FGSI: distant supervision for relation extraction method based on fine-grained semantic information

Sci Rep. 2023 Aug 28;13(1):14075. doi: 10.1038/s41598-023-41354-4.

Abstract

Relation extraction is one of the important steps in building a knowledge graph. Its main objective is to extract semantic relationships from identified entity pairs in sentences, playing a crucial role in semantic understanding and knowledge graph construction. Remote supervised relation extraction aligns knowledge bases with natural language texts and generates labeled data, which alleviates the burden of manually annotating datasets. However, the labeled corpus obtained from remote supervision contains a large amount of noisy data, which greatly affects the training of relation extraction models. In this paper, we propose the hypothesis that key semantic information within the sentence plays a crucial role in entity relation extraction in the task of remote supervised relation extraction. Based on this hypothesis, we divide the sentence into three segments by splitting it according to the positions of entities, starting from within the sentence.
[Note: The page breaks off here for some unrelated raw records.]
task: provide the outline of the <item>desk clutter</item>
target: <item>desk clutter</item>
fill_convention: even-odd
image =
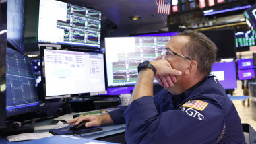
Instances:
[[[73,135],[56,135],[52,137],[44,137],[39,139],[34,139],[32,141],[23,141],[24,144],[45,144],[45,143],[55,143],[55,144],[114,144],[114,143],[100,141],[94,139],[86,139],[78,137]]]

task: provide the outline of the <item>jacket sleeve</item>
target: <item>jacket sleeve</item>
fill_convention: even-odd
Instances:
[[[127,109],[127,106],[121,106],[119,109],[108,112],[115,124],[125,123],[123,112]]]
[[[221,107],[209,104],[203,111],[180,108],[159,114],[151,96],[133,101],[124,113],[127,143],[214,143],[216,141],[224,120]]]

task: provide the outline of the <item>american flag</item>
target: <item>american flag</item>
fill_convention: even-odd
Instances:
[[[183,107],[189,107],[195,108],[201,111],[203,111],[206,106],[208,105],[208,103],[201,101],[201,100],[191,100],[186,102],[183,104]]]
[[[158,13],[170,15],[171,0],[159,0]]]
Then, using intra-sentence attention mechanisms, we identify fine-grained semantic features within the sentence to reduce the interference of irrelevant noise information. We also improved the intra-bag attention mechanism by setting a threshold gate to filter out low-relevant noisy sentences, minimizing the impact of noise on the relation extraction model, and making full use of available positive semantic information. Experimental results show that the proposed relation extraction model in this paper achieves improvements in precision-recall curve, P@N value, and AUC value compared to existing methods, demonstrating the effectiveness of this model.